Mi abuelo fue para la Sierra con catorce años luego de una niñez dura, áspera, de pasar mucha hambre, de lustrar muchos zapatos. ¡Felito el rey del brillo! Pero mi abuelo llegó a La Habana y supo lo que era el agua fría y se subió con quince policías más en una moto y luego aprendió a manejar grúas, que es lo único que mi abuela le pidió que le enseñara y todavía no hace.
Mis cumpleaños son de mi abuelo, para que él me prepare tamales y defienda mi bistec gordo y sin machacar. Y hoy aprovecho para que el mundo sepa que mi abuela no lo deja vivir pidiéndole que deje el cigarro, aunque por suerte mi abuelo me tiene para defenderlo: “Ay, si con 82 años no podrá hacer lo que le dé la gana, cuándo entonces”.
Y si quiere dormir como los bebés haciendo cuatro siestas, pues que las haga y si no quiere comer picadillo, pues que no coma.
Mi abuelo es «Felito Regalito» y «Doy Más» y se morirá sin nada porque nada le pertenece, solo sus intenciones, su amor, su oscuro humor en los velorios de donde le huyen los amigos y parientes para que no los haga reírse. Todos los recuerdos que tengo con él son de alegría.

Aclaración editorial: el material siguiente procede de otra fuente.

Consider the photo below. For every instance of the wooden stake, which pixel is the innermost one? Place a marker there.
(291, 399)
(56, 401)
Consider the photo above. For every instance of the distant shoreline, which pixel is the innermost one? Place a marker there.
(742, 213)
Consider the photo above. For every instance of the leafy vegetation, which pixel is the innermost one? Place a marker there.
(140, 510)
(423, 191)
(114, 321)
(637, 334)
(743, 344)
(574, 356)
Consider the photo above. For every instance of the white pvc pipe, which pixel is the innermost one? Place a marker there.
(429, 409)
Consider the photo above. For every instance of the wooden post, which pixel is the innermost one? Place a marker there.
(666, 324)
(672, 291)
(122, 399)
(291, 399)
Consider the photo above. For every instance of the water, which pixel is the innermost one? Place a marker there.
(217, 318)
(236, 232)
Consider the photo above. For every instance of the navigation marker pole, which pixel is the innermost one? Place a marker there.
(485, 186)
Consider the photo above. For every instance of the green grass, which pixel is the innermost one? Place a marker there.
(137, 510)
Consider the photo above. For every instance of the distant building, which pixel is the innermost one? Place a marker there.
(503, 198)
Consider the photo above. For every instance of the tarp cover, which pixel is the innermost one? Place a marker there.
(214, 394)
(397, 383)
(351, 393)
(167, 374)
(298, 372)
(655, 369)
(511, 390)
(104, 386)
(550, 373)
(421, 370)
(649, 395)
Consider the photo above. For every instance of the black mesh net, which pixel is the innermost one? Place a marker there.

Rafael Ernesto Pérez Romero es mi príncipe, mi abuelo, Pérez como todos los Pérez excepto yo que soy Mazón Moreno, porque eso del apellido no importa.
Lo único importante es que me dure muchos años para seguir levantando el teléfono al comenzar el día y decirle: “Oye, viejo perrón de la vieja, ¿cómo amaneció mi amor? Y que él me conteste: “Feliz, moviendo la colita”.
P.D.: Este texto se escribió con el consentimiento de los implicados, los que también votarán a favor del Código de las Familias, porque al decir de mi abuelo, “no queremos viejos que no sepan tocar el piano, como el cuento de Diego en Fresa y Chocolate. Queremos que cada quien la goce a su manera”.